I/O by Polling device
  • A user program invoke a system call
  • Transfer control from user space to kernel space.
  • The driver then starts the I/O and sits in a tight loop continuously polling the device to see if it is done (Some bit that indicates that the device is still busy)
  • CPU busy waiting, big use of CPU
  • When the I/O has completed, the driver puts the data where they are needed and sets the required bit indicating that the task is completed.
  • It is called programmed I/O, not really used any more as big wastage of CPU time.

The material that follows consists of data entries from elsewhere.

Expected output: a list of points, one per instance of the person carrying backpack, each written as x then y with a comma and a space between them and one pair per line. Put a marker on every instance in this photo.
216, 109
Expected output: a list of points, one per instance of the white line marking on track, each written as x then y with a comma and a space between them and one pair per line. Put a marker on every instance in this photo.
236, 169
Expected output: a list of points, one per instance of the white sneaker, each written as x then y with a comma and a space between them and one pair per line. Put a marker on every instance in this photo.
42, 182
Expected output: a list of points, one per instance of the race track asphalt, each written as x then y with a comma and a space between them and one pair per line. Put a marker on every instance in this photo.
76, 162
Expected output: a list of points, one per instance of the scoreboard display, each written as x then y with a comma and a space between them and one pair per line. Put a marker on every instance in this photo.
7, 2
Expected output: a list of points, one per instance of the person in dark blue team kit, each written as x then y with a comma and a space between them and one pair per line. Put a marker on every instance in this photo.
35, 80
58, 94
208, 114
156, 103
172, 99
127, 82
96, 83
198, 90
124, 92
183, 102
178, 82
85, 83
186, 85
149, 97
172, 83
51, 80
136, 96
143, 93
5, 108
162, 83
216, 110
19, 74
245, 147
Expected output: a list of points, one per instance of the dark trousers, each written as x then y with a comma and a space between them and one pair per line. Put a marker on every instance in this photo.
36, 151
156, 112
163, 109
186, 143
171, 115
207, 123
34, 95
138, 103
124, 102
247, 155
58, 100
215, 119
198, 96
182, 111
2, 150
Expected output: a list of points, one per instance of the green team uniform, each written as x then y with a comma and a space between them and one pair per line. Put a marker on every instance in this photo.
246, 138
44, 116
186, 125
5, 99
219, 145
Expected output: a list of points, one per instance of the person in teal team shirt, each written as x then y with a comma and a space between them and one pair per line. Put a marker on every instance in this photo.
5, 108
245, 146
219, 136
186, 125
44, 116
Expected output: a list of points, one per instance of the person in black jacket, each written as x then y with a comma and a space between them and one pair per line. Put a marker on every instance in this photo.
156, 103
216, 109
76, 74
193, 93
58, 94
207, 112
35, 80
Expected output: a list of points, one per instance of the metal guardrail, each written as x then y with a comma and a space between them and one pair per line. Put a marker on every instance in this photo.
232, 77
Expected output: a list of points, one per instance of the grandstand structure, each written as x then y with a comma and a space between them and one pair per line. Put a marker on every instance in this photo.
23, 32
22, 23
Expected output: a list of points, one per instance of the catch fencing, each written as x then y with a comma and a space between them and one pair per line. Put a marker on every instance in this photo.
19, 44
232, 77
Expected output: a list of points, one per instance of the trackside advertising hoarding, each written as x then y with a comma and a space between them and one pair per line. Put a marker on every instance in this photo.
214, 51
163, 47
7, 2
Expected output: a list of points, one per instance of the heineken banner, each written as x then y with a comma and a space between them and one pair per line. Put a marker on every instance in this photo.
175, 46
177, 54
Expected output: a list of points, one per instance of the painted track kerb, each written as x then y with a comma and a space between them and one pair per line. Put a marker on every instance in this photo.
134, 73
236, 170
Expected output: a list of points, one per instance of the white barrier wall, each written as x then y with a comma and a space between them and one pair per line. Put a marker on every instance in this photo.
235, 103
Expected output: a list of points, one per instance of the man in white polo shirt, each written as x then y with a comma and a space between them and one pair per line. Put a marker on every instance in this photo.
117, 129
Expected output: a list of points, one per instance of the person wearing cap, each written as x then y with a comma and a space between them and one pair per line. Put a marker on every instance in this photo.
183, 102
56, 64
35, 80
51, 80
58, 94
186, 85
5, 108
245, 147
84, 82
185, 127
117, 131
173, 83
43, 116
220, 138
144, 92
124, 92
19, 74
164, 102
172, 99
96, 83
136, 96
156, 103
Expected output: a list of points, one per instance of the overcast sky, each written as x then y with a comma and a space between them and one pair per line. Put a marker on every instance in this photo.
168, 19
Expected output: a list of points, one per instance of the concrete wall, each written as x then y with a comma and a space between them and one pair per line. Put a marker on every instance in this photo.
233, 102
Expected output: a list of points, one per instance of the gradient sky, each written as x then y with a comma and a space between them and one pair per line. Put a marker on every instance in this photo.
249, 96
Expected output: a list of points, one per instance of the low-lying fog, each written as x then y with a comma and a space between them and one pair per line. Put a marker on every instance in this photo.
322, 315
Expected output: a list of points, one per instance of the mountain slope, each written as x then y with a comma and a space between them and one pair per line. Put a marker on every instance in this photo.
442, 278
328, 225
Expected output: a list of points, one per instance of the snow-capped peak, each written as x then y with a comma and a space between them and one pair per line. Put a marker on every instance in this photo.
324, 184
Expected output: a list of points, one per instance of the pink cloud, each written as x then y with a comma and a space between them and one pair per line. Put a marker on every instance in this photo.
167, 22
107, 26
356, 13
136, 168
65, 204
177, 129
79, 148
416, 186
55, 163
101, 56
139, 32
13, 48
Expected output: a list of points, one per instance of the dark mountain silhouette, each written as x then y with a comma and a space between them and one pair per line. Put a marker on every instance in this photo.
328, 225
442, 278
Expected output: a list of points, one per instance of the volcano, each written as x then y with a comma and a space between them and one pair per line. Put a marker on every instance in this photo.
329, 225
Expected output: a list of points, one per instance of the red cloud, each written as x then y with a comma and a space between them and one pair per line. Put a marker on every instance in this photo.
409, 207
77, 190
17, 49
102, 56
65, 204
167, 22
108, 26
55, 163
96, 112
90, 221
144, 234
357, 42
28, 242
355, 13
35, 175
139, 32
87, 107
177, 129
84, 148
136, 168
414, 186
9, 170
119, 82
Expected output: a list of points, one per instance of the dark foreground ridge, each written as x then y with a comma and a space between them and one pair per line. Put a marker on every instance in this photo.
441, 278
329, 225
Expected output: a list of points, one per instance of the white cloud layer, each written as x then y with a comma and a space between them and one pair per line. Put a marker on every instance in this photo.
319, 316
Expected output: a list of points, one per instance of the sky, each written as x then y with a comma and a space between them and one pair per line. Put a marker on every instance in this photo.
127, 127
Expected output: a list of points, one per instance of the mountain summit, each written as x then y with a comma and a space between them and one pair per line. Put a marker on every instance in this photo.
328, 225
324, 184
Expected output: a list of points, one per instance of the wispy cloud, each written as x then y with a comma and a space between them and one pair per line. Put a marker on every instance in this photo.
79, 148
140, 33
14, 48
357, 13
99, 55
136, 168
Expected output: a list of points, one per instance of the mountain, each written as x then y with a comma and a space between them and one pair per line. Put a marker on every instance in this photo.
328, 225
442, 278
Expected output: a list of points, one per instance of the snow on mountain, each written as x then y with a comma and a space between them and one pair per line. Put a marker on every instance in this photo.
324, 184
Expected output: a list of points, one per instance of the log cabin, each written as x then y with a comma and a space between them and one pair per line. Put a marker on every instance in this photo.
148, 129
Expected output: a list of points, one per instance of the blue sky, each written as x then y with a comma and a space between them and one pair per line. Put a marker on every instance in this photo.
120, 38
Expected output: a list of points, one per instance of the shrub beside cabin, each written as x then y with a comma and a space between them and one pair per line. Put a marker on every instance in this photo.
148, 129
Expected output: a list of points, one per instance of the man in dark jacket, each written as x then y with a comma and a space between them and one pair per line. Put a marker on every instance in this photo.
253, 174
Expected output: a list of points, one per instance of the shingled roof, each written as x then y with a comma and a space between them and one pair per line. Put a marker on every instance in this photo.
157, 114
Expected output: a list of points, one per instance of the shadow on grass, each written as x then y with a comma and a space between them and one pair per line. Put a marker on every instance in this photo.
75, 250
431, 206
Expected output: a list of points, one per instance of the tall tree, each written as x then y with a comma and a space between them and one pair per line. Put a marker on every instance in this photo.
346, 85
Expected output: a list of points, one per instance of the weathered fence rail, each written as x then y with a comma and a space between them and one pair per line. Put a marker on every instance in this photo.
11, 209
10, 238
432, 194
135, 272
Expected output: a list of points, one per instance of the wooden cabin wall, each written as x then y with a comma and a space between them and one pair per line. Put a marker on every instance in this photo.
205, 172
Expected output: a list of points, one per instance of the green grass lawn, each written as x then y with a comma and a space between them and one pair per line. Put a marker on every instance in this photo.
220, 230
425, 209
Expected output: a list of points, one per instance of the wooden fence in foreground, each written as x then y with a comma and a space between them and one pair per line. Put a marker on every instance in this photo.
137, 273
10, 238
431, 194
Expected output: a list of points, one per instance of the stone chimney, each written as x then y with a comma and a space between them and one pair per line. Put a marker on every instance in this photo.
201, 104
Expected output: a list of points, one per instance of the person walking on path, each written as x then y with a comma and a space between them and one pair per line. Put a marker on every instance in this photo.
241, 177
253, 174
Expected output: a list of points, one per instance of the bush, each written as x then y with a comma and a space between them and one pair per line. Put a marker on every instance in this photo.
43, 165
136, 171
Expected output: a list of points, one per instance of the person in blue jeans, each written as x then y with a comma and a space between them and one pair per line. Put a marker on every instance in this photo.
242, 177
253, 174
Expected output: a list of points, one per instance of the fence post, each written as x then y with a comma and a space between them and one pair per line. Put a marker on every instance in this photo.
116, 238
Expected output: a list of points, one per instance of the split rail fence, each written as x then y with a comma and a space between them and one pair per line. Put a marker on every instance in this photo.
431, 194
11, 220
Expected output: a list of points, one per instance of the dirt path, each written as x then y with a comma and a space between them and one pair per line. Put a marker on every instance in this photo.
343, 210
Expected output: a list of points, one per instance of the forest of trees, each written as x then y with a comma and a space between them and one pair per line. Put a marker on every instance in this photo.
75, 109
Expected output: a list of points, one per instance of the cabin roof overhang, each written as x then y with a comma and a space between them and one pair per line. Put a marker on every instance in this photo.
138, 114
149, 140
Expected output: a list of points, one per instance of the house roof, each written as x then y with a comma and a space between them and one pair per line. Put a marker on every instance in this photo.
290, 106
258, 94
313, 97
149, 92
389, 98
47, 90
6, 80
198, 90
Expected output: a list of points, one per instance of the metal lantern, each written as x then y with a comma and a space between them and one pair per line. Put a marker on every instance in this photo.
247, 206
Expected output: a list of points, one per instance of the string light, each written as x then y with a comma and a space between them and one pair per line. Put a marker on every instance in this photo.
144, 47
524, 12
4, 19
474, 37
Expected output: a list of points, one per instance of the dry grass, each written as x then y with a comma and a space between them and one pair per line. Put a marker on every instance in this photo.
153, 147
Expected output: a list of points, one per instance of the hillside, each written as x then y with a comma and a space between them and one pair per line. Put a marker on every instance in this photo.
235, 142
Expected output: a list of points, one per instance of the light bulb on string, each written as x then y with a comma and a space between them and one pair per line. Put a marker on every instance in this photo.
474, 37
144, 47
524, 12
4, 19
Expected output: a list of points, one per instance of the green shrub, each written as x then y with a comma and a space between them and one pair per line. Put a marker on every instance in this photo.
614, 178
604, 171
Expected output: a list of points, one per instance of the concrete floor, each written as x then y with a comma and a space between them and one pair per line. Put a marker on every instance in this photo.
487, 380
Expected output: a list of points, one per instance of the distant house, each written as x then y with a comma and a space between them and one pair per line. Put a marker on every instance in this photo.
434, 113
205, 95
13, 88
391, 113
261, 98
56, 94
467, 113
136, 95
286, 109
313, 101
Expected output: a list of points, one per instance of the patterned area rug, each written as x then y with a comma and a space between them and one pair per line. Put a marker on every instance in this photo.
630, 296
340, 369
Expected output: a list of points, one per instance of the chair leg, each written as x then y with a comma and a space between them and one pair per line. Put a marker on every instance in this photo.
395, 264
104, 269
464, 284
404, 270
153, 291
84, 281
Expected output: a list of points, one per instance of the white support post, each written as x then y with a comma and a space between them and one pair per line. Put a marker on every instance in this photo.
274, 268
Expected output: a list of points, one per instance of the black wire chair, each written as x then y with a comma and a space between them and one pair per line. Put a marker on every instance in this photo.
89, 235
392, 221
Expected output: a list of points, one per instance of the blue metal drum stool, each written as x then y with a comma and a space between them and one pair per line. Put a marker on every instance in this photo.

I/O using Interrupt hardware aspect

1. The driver request the controller for I/O by writing into its device registers.
2. The controller then starts the device.
3. Controller after finishing reading or writing signals the interrupt controller chip using certain bus lines.
4. If controller accepts the interrupt then it puts the device on the bus so the CPU can read it form the device ready for services. 
 

The I/O using Interrupt processing Software aspect

1. Once the CPU calls the interrupt
2. The PC and PSW and other registers and data then pushed/saved into the stack.
3. CPU switched into kernel mode.And starts the handler.
4. When the handler completes I/O, CPU returns back to the previously running user program.

I/O by DMA
  • Special (controller) chip called Direct Memory Access (DMA)
  • Avoids using the CPU as part of the transfer to or from the memory
  • The CPU sets up the  DMA chip, telling it how many bytes to transfer, the device and memory addresses involved.
  • DMA Chip does the job and interrupts CPU when it is finished.
  • Spares the CPU to do some useful tasks.